Maybe don’t show me the strava stats
I’ve always been a late adopter when it comes to tech. The last person in my friendship group to get a mobile phone, I held out until the day I had to spend an hour and twenty minutes waiting in the car park of Balham Sainsburys because everyone was running late, but had no way of telling me.

When I started running in 1993 I wore a casio stopwatch that went up to one hour, before starting again at 00:00:00. I still have it, it still works, and I’ve never changed the battery. I just looked up when GPS watches were invented, and the first garmin went on sale 20 years ago. I bought one in 2014.
Why did I need a watch to tell me how fast I was running? I worried it would stop me from “running on feel” and listening to my body. Now I can’t imagine running without it. If I want to test whether I’m still running on feel, I just don’t look at my watch during the run, and check the data later. That way I can still run on feel, but also find out if my feelings are accurate.
I’m on my third garmin now, but still a fairly basic version (Forerunner 55) with all the alerts and suggestions switched off. I don’t want my watch to tell me what to do, or nag me to do more. The best thing about using a GPS watch is not having to do sums. Racing used to be a maths test: dividing your goal time by 26.2, writing down key splits on your hand, and re-calculating your pace at every mile marker.
Uploading my runs to strava, I love seeing my routes, and other people’s, to get ideas of where to run. Back in the pre map-my-run days, when I wanted to plan out a long run I genuinely had to get a piece of string and measure out a run on the A-Z or an ordnance survey map. Now I do an online version of this with the amazing OS app. But instead of writing the directions on my hand (hands were very important in the past), I can just look at the route on my phone in the middle of the run, and it tells me where I am.
Technology really is magic, and we’re lucky to have it. It has changed so much about running, it’s hard to remember what it used to be like. But last month, my free strava account was automatically upgraded to a subscription for a month, and I remembered that tech isn’t always good for you. At first, I was excited. What’s not to love about viewing our fitness trends over time, and training progress week by week?

What’s not to love?

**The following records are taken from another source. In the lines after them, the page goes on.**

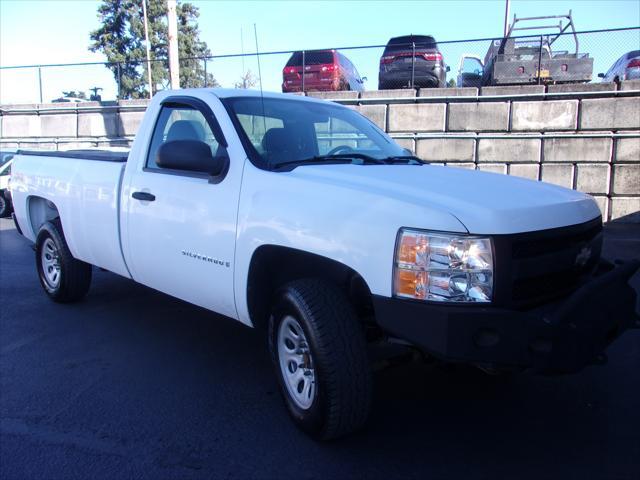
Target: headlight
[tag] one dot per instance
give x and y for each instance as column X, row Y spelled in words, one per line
column 443, row 267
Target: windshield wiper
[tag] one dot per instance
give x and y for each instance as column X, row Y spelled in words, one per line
column 355, row 158
column 408, row 159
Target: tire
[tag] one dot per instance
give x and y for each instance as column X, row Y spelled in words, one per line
column 73, row 278
column 335, row 398
column 5, row 206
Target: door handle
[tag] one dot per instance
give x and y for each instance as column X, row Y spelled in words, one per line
column 144, row 196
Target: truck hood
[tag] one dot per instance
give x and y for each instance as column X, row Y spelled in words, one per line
column 485, row 203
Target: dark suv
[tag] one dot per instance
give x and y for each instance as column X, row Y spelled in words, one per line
column 412, row 61
column 323, row 70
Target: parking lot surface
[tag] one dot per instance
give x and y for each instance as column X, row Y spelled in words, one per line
column 132, row 383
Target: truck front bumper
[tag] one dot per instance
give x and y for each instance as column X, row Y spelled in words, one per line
column 561, row 337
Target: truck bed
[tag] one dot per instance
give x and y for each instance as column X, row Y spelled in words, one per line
column 85, row 187
column 97, row 155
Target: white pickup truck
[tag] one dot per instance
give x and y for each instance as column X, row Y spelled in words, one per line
column 304, row 218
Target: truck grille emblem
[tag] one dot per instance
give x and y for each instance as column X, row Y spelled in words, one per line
column 583, row 256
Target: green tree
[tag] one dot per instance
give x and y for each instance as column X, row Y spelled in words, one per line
column 121, row 39
column 247, row 80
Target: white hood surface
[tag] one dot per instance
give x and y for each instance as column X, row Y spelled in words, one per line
column 485, row 203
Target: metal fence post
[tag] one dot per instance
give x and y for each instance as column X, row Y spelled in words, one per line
column 119, row 80
column 304, row 65
column 40, row 81
column 540, row 62
column 413, row 64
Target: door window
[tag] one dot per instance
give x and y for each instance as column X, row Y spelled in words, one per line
column 181, row 123
column 471, row 65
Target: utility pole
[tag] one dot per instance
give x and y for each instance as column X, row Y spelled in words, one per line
column 146, row 41
column 174, row 63
column 506, row 17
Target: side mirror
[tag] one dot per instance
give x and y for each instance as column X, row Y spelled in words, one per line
column 190, row 155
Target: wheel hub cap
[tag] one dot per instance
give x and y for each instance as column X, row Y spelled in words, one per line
column 50, row 259
column 296, row 363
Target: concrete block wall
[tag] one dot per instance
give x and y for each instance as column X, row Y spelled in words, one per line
column 585, row 137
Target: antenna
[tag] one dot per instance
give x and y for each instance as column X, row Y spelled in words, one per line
column 242, row 48
column 264, row 120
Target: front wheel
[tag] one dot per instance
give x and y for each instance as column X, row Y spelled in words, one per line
column 320, row 357
column 5, row 205
column 64, row 278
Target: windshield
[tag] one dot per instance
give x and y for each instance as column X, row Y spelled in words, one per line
column 284, row 131
column 5, row 157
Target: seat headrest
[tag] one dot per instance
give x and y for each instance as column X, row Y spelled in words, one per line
column 185, row 130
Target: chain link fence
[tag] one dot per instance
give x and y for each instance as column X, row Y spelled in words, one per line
column 408, row 63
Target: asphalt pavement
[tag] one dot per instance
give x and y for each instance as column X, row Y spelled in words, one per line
column 132, row 383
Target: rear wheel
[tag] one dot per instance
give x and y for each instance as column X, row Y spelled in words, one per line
column 64, row 278
column 320, row 358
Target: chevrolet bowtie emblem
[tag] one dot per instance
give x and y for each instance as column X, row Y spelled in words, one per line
column 583, row 256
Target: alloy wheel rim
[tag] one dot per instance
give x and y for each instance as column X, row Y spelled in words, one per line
column 296, row 363
column 50, row 260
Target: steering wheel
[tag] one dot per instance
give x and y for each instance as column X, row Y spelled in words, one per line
column 340, row 148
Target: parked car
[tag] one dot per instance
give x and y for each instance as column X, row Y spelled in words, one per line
column 532, row 60
column 69, row 100
column 627, row 67
column 470, row 71
column 322, row 71
column 412, row 61
column 6, row 206
column 302, row 218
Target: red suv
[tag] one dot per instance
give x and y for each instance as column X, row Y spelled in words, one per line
column 320, row 70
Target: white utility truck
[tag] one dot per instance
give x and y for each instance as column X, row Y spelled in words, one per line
column 302, row 217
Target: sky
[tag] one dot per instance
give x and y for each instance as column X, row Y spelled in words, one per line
column 52, row 32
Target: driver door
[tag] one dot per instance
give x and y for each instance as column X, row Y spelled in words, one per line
column 181, row 226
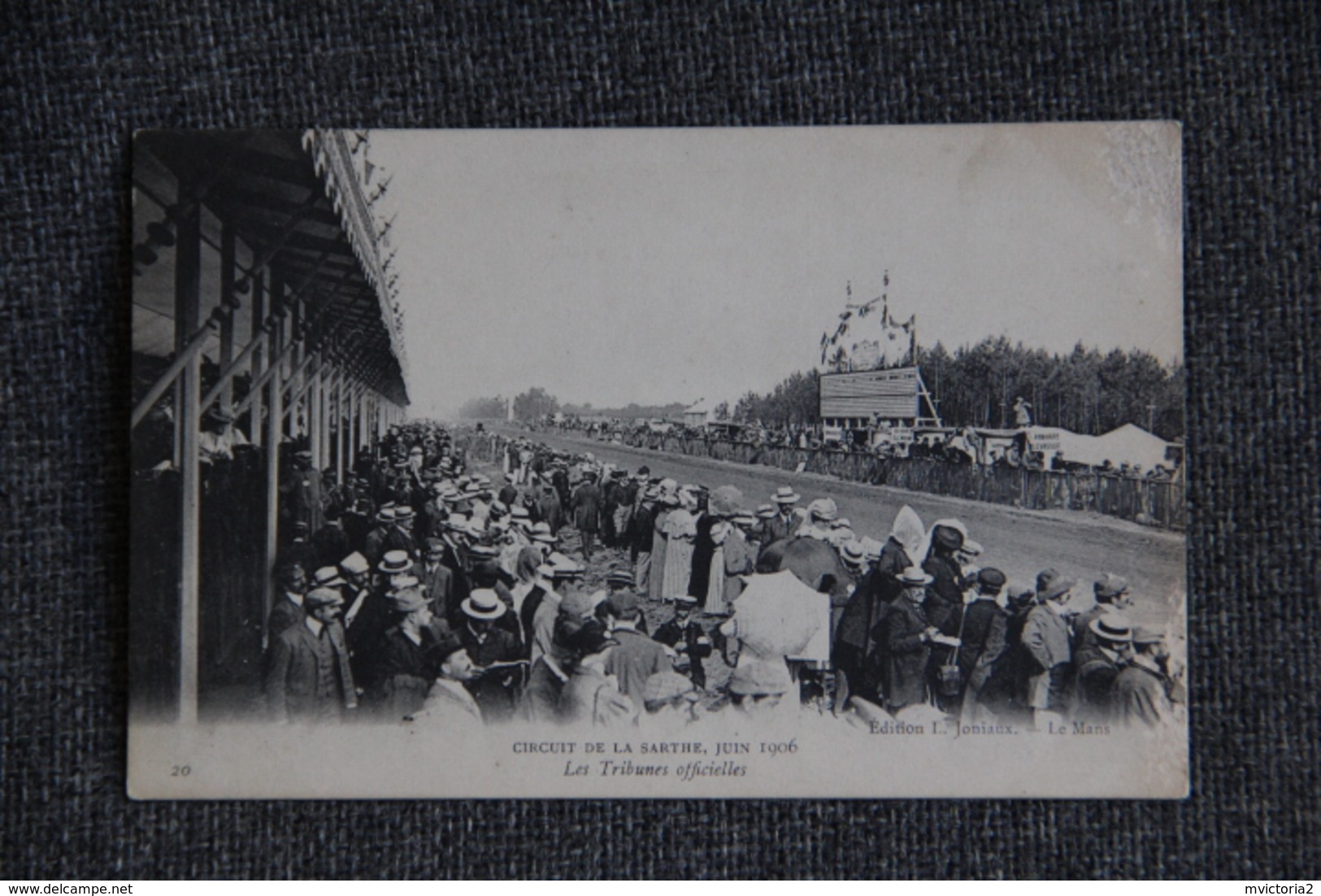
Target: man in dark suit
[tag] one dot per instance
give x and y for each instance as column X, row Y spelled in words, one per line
column 292, row 581
column 983, row 634
column 437, row 578
column 494, row 650
column 308, row 677
column 906, row 636
column 587, row 507
column 638, row 657
column 785, row 522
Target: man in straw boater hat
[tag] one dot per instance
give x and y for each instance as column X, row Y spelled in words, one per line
column 218, row 437
column 450, row 707
column 756, row 689
column 1113, row 599
column 308, row 677
column 588, row 507
column 670, row 702
column 437, row 578
column 494, row 650
column 786, row 521
column 407, row 665
column 637, row 657
column 1098, row 665
column 906, row 642
column 1143, row 689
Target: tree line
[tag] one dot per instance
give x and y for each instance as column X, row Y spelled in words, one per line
column 1084, row 391
column 537, row 403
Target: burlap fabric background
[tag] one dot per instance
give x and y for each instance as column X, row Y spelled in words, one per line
column 1243, row 78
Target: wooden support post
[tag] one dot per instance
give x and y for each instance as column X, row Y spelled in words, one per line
column 274, row 424
column 295, row 363
column 228, row 268
column 258, row 361
column 350, row 428
column 188, row 278
column 341, row 412
column 315, row 410
column 323, row 458
column 363, row 405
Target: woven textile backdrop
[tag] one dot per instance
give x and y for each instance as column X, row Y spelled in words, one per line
column 1243, row 78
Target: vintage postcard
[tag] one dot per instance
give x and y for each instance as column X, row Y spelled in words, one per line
column 658, row 463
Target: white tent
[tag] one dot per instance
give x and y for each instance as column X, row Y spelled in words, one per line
column 699, row 414
column 1131, row 444
column 1128, row 444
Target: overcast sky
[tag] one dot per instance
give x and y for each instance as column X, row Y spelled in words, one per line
column 667, row 266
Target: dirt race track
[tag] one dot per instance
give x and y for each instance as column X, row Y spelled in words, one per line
column 1019, row 542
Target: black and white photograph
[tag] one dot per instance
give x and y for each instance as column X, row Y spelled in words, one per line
column 729, row 463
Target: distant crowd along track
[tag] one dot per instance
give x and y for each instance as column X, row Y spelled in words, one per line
column 1019, row 542
column 1158, row 502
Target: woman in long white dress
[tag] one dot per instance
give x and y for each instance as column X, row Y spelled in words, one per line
column 680, row 534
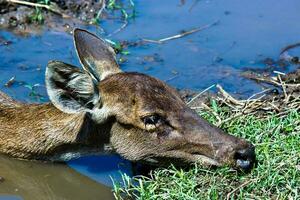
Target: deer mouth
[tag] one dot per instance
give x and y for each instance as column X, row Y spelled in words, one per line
column 204, row 160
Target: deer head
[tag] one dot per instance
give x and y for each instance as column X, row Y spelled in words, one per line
column 148, row 119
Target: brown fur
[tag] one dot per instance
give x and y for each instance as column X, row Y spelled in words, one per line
column 139, row 116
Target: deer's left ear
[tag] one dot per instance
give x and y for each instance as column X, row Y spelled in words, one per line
column 96, row 56
column 69, row 89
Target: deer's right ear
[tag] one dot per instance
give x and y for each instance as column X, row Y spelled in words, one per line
column 95, row 55
column 69, row 89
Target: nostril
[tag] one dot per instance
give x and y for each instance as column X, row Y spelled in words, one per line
column 245, row 158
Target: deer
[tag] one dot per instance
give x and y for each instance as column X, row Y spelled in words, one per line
column 100, row 108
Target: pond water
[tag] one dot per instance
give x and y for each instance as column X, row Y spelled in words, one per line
column 248, row 32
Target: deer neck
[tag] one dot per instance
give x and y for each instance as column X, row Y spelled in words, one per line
column 41, row 131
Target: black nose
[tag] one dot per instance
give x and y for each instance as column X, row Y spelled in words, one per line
column 245, row 158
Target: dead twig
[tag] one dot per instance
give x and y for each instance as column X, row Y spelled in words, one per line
column 160, row 41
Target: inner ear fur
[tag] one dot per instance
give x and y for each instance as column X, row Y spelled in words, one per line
column 70, row 89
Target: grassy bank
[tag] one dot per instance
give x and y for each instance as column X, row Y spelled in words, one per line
column 277, row 175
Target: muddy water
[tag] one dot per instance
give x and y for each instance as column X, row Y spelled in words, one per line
column 248, row 32
column 39, row 181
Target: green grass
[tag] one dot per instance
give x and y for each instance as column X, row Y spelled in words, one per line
column 277, row 175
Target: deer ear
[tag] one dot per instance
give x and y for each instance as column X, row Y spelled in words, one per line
column 96, row 56
column 69, row 89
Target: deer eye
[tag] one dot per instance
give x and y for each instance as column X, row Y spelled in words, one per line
column 152, row 120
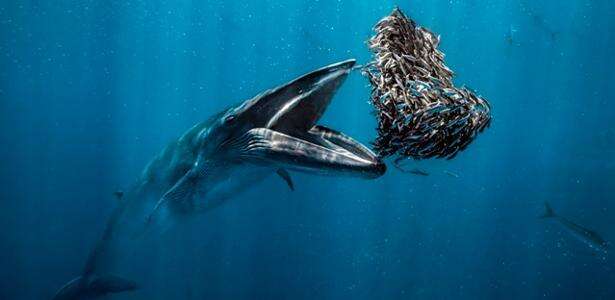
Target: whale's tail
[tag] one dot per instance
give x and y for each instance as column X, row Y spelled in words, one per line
column 548, row 212
column 94, row 286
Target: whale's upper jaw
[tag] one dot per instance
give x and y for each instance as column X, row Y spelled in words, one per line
column 295, row 106
column 284, row 129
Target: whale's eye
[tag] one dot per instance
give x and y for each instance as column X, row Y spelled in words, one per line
column 229, row 119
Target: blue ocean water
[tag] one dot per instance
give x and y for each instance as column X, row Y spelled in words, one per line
column 90, row 91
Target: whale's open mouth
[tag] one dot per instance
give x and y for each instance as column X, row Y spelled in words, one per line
column 285, row 130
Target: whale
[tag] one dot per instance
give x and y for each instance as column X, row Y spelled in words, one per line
column 273, row 133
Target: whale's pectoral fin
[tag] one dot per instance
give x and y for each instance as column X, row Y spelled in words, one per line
column 289, row 181
column 88, row 287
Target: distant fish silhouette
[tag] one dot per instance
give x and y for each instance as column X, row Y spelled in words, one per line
column 511, row 36
column 589, row 237
column 449, row 173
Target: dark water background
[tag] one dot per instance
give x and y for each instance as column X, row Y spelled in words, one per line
column 91, row 90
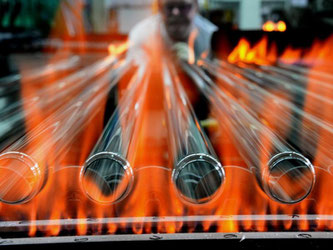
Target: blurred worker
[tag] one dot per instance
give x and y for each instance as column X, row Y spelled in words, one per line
column 179, row 27
column 181, row 30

For me, this kind of analysis was de-motivating, and anxiety-inducing. When all my numbers are going up, I feel pressure to keep them there. When they’re going down, I feel depressed and frustrated I’m not making them go up again. This is what losing “running on feel” looks like to me. An overload of analysis which controls my feelings about running. I didn’t feel bad about my training before, but now that I can see the stats, I do.
Strava has tried not to make its language all about monster weeks, and to frame rest weeks as positive. But the colours, the numbers, the charts, they paint more of a picture than the words. If you’re a runner like me who is self-critical, and over-competitive, this is risky.
The month’s subscription just came to an end, and my account is back to normal, just in time for me to pick up a knee injury. So whatever happens now, at least not having to look at my declining fitness trend is a light in the darkness.